[IoNESCO trial: Immune neoajuvant therapy in early stage non-small cell lung cancer].

Rev Mal Respir

Sorbonne Université, GRC n(o) 04, Theranoscan, 75252 Paris, France; Intergroupe francophone de cancérologie thoracique (IFCT), 10, rue de la Grange-Batelière, 75009 Paris, France; AP-HP, Groupe hospitalier HUEP, hôpital Tenon, ervice de pneumologie, 75970 Paris, France. Electronic address:

Published: November 2018

Background: Programmed cell death-ligand 1 (PD-L1) is a checkpoint receptor that facilitates immune evasion by tumor cells, through interaction with programmed cell death-1 (PD-1), a receptor expressed by T-cells. Durvalumab is an anti-PD-L1 monoclonal antibody that blocks PD-L1 interaction with PD-1 on T-cells, countering the tumor's immune-evading tactics. Phase I/II studies demonstrated durable responses and manageable tolerability in heavily pre-treated patients with non-small cell lung cancer (NSCLC).

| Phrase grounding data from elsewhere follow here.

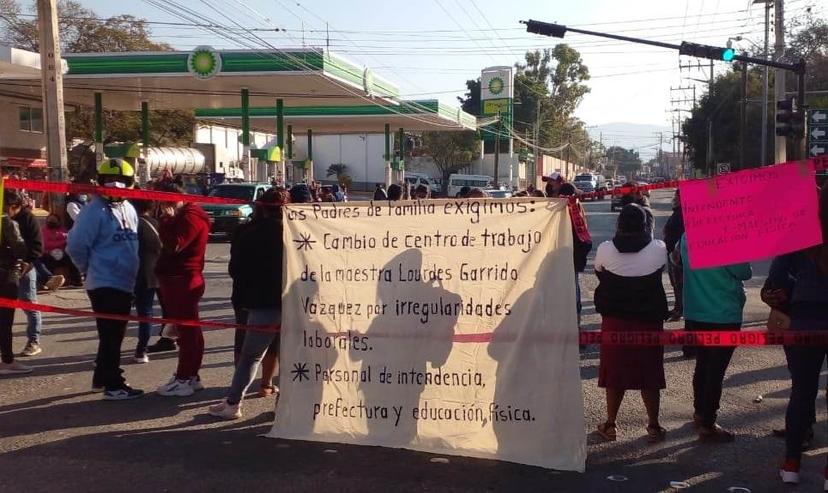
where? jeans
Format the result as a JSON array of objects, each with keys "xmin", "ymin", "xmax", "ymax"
[
  {"xmin": 134, "ymin": 287, "xmax": 156, "ymax": 354},
  {"xmin": 34, "ymin": 259, "xmax": 53, "ymax": 286},
  {"xmin": 0, "ymin": 280, "xmax": 19, "ymax": 364},
  {"xmin": 88, "ymin": 288, "xmax": 133, "ymax": 390},
  {"xmin": 227, "ymin": 308, "xmax": 281, "ymax": 405},
  {"xmin": 783, "ymin": 345, "xmax": 828, "ymax": 461},
  {"xmin": 42, "ymin": 254, "xmax": 82, "ymax": 285},
  {"xmin": 159, "ymin": 274, "xmax": 205, "ymax": 379},
  {"xmin": 687, "ymin": 320, "xmax": 740, "ymax": 428},
  {"xmin": 18, "ymin": 269, "xmax": 41, "ymax": 343}
]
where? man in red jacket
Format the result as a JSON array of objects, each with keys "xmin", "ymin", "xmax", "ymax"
[{"xmin": 154, "ymin": 183, "xmax": 211, "ymax": 397}]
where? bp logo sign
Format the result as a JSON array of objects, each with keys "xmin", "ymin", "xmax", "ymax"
[
  {"xmin": 488, "ymin": 76, "xmax": 505, "ymax": 95},
  {"xmin": 188, "ymin": 46, "xmax": 222, "ymax": 79}
]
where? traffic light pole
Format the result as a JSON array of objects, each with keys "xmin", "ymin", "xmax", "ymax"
[{"xmin": 522, "ymin": 19, "xmax": 809, "ymax": 160}]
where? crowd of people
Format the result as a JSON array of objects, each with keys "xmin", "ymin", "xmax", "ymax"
[{"xmin": 0, "ymin": 160, "xmax": 826, "ymax": 487}]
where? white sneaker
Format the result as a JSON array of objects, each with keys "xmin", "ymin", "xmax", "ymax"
[
  {"xmin": 0, "ymin": 361, "xmax": 33, "ymax": 375},
  {"xmin": 208, "ymin": 399, "xmax": 242, "ymax": 420},
  {"xmin": 780, "ymin": 469, "xmax": 800, "ymax": 484},
  {"xmin": 190, "ymin": 375, "xmax": 204, "ymax": 391},
  {"xmin": 133, "ymin": 353, "xmax": 149, "ymax": 364},
  {"xmin": 157, "ymin": 377, "xmax": 195, "ymax": 397}
]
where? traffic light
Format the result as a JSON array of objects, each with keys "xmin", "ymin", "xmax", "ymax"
[
  {"xmin": 679, "ymin": 42, "xmax": 735, "ymax": 62},
  {"xmin": 523, "ymin": 19, "xmax": 567, "ymax": 38},
  {"xmin": 776, "ymin": 98, "xmax": 805, "ymax": 138}
]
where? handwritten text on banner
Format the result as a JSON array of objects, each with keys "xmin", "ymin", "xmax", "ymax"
[
  {"xmin": 679, "ymin": 161, "xmax": 822, "ymax": 269},
  {"xmin": 267, "ymin": 198, "xmax": 586, "ymax": 472}
]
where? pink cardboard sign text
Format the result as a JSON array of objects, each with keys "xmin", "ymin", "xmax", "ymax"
[{"xmin": 679, "ymin": 161, "xmax": 821, "ymax": 269}]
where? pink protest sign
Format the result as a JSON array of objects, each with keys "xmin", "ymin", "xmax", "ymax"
[{"xmin": 679, "ymin": 161, "xmax": 822, "ymax": 269}]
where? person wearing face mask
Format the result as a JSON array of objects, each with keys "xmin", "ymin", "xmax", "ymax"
[
  {"xmin": 64, "ymin": 192, "xmax": 88, "ymax": 230},
  {"xmin": 66, "ymin": 158, "xmax": 142, "ymax": 400},
  {"xmin": 154, "ymin": 182, "xmax": 211, "ymax": 397},
  {"xmin": 6, "ymin": 190, "xmax": 44, "ymax": 358},
  {"xmin": 37, "ymin": 213, "xmax": 82, "ymax": 290}
]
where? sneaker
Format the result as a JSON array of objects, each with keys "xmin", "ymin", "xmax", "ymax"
[
  {"xmin": 44, "ymin": 274, "xmax": 65, "ymax": 291},
  {"xmin": 823, "ymin": 465, "xmax": 828, "ymax": 491},
  {"xmin": 190, "ymin": 375, "xmax": 204, "ymax": 391},
  {"xmin": 133, "ymin": 351, "xmax": 149, "ymax": 364},
  {"xmin": 780, "ymin": 458, "xmax": 800, "ymax": 484},
  {"xmin": 19, "ymin": 341, "xmax": 42, "ymax": 357},
  {"xmin": 103, "ymin": 384, "xmax": 145, "ymax": 401},
  {"xmin": 208, "ymin": 399, "xmax": 242, "ymax": 420},
  {"xmin": 146, "ymin": 337, "xmax": 177, "ymax": 354},
  {"xmin": 91, "ymin": 383, "xmax": 105, "ymax": 392},
  {"xmin": 0, "ymin": 361, "xmax": 33, "ymax": 375},
  {"xmin": 157, "ymin": 377, "xmax": 194, "ymax": 397}
]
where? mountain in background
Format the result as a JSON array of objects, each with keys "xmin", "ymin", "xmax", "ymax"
[{"xmin": 587, "ymin": 122, "xmax": 673, "ymax": 160}]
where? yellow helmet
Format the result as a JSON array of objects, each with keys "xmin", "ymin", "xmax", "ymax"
[{"xmin": 96, "ymin": 158, "xmax": 135, "ymax": 189}]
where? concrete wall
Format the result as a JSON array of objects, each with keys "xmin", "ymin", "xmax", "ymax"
[
  {"xmin": 0, "ymin": 97, "xmax": 46, "ymax": 160},
  {"xmin": 195, "ymin": 124, "xmax": 274, "ymax": 180},
  {"xmin": 292, "ymin": 133, "xmax": 390, "ymax": 191}
]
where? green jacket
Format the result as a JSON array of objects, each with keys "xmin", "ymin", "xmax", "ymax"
[{"xmin": 678, "ymin": 234, "xmax": 752, "ymax": 324}]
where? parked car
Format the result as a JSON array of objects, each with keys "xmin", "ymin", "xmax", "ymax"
[
  {"xmin": 404, "ymin": 172, "xmax": 441, "ymax": 196},
  {"xmin": 610, "ymin": 181, "xmax": 650, "ymax": 212},
  {"xmin": 201, "ymin": 183, "xmax": 271, "ymax": 236},
  {"xmin": 573, "ymin": 173, "xmax": 608, "ymax": 200},
  {"xmin": 485, "ymin": 188, "xmax": 512, "ymax": 199}
]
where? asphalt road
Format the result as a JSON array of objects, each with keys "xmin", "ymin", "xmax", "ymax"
[{"xmin": 0, "ymin": 190, "xmax": 817, "ymax": 492}]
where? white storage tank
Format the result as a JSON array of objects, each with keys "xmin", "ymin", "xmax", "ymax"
[{"xmin": 144, "ymin": 147, "xmax": 206, "ymax": 176}]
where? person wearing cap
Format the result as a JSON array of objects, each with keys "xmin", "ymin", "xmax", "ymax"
[
  {"xmin": 542, "ymin": 172, "xmax": 564, "ymax": 197},
  {"xmin": 66, "ymin": 158, "xmax": 143, "ymax": 400},
  {"xmin": 6, "ymin": 189, "xmax": 44, "ymax": 357},
  {"xmin": 209, "ymin": 187, "xmax": 289, "ymax": 420},
  {"xmin": 559, "ymin": 183, "xmax": 592, "ymax": 327},
  {"xmin": 154, "ymin": 182, "xmax": 211, "ymax": 397}
]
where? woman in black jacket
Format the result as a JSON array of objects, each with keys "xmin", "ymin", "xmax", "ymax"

Methods: This phase II study is designed to administrate three durvalumab IV infusions (10mg/kg at day 1, 15, 29) before surgery, to patients with pathologically confirmed NSCLC, clinical stage IB (>4cm) or stage II, ≥18 years of age, WHO performans status 0-1, without selection on PD-L1 expression. Preoperative chemotherapy and radiation therapy are not permitted. The primary objective is feasibility of complete surgical resection. Major pathological response on surgical tissue, defined as 10% or less remaining tumor cells, will be a secondary objective. Additional secondary objectives include tolerance, adverse effects, delay between start of treatment and surgery, response rate (RECIST 1.1), metabolic response rate, postoperative adverse events, disease-free survival and overall survival. A rate of complete resection<85% (P0) is considered unacceptable. P1 hypothesis is of 95%, and with a study power of 90% and an alpha risk of 5% (two-steps Fleming's procedure), 81 patients are required.

Expected Results: To establish whether neoadjuvant immunotherapy is feasible and could improve the survival of patients with early-stage NSCLC.